(aws-elasticache): unable to make simple changes to redis cache without encountering failover error #13389

nicksbrandon · 2021-03-04T10:01:29Z

We are unable to make simple changes, for example editing billing tags on Redis cache nodes via CDK, when the same change is possible via the AWS Console and CLI. To allow for easy horizontal scaling of our Elasticache Redis clusters, i.e. by adding more shards, we have cluster mode enabled. As we tolerate cold caches and performance of a single node per shard is sufficient we do not deploy read replicas. When we attempt to change the billing tags via CDK we receive the error “Replication group must have at least one read replica to enable autofailover”.

Reproduction Steps

Here is the test code (I have obscured subnets etc. in the sample)

import { Stack, StackProps, Construct, Tags } from "@aws-cdk/core";
import { CfnReplicationGroup } from "@aws-cdk/aws-elasticache";
 
export class RedisTestStack extends Stack {
  constructor(scope: Construct, id: string, props?: StackProps) {
    super(scope, id, props);
 
    // Create Redis cache cluster
    var redisCluster = new CfnReplicationGroup(this, "TestCluster", {
      automaticFailoverEnabled: true,
      cacheNodeType: "cache.t2.micro",
      cacheParameterGroupName: "default.redis5.0.cluster.on",
      cacheSubnetGroupName: "xxxxxxxxx",
      engine: "redis",
      engineVersion: "5.0.6",
      numNodeGroups: 1,
      replicationGroupDescription: "Test Cluster",
      replicationGroupId: "TestCluster",
      replicasPerNodeGroup: 0,
      securityGroupIds: ["xxxxxxxx", "xxxxxxx"]
    });
 
    // Now add a tag
    Tags.of(redisCluster).add('Tag1', 'Value1')
  }
}

I can deploy the first part without issue.

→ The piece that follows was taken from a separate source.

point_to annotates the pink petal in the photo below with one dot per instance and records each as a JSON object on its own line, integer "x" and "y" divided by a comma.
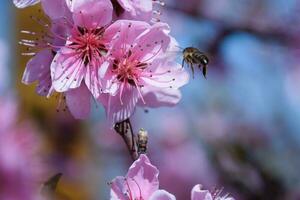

However when I add the Tagging code ..

    // Now add a tag
    Tags.of(redisCluster).add('Tag1', 'Value1')

.. and attempt to redeploy I get an error.

I can tag the redis cluster using the aws cli without any issue:

aws elasticache add-tags-to-resource --resource-name arn:aws:elasticache:eu-west-1:999999999999:cluster:testcluster-0001-001 --tags Key=tag2,Value=value2

I can also manually tag in the AWS console.

What did you expect to happen?

I expected the cache to be tagged without service interruption similar to when using the CLI

What actually happened?

I got the following error when I added the Tagging code and attempted to redeploy.

TestCluster Replication group must have at least one read replica to enable autofailover. (Service: AmazonElastiCache; Status Code: 400; Error Code: InvalidReplicationGroupState; 
Request ID: d74aa3d1-4ef5-472b-8eca-e5fdb508a7d4; Proxy: null)

This issue is not identified with synth or in diff.

Environment

I have tried with CDK 1.73.0 and 1.90.1 - Same result.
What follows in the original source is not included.